The key to The White Countess, its ideology, is revealed after Katya looks into several sepia-toned plate glass pictures at the docks to Soo Chow. Her imagination sparks an animated sequence that prominently features three major elements: a lead musician producing an oboe-sounding tune, a harmonious three-member family, and a phoenix. Katya’s a dreamer too, and a pure dreamer at that. The approximate realization of her impressionistic images is the final scene where she looks up at the trumpeter during the exodus to Macau with Todd and Sofia, her new family dynamic. The new family prospers after all, as the phoenix prophesied, and they have a Chinese equivalent of a “happily ever after” ending.
Looking past our damaged protagonists who appear beyond love and happiness, Ishiguro offers hope for their next generation in Katya and her optimistic images. Despite the recurring form of the phoenix, a decidedly Chinese icon, the hope in Katya is a universal sentiment shared by parents the world over. With such an uplifting final message, The White Countess escapes movie categories except the label of a Merchant-Ivory auteur film. This is one of Merchant-Ivory’s more assessable films.

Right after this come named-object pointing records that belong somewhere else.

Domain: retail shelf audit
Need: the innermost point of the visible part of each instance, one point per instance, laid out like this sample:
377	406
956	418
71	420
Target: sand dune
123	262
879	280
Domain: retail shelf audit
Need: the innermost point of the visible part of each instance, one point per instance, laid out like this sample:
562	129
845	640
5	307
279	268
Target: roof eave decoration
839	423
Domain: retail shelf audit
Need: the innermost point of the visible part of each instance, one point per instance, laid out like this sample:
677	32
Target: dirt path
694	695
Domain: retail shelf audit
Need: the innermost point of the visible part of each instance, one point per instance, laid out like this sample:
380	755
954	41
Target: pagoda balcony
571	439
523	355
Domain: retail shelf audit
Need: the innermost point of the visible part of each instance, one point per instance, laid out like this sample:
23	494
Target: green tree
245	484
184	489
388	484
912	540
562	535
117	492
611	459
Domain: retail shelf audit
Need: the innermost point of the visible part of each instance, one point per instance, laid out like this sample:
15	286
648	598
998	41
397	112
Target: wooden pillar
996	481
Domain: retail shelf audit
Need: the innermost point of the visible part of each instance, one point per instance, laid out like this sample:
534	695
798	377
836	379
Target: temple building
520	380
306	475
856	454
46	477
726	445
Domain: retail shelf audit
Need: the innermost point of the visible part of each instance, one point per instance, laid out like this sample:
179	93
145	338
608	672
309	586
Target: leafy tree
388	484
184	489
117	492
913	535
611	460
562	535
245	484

Guan-Soon Khoo attended Penang Free School in Malaysia and, later, Susquehanna University and Lehigh University in Pennsylvania, USA. He holds an MS in Mechanical Engineering and minored in Film at some point. He’s an enthusiast of the close-up and subscribes to the Bazinian myth of cinema-reality, much to his students’ sporadic ambivalence and occasional dismay. He enjoys the visual aesthetic of Mann and Lynch. He often quotes from The Archers’s “I Know Where I’m Going!” Currently, he lectures on film as a part-time adjunct faculty.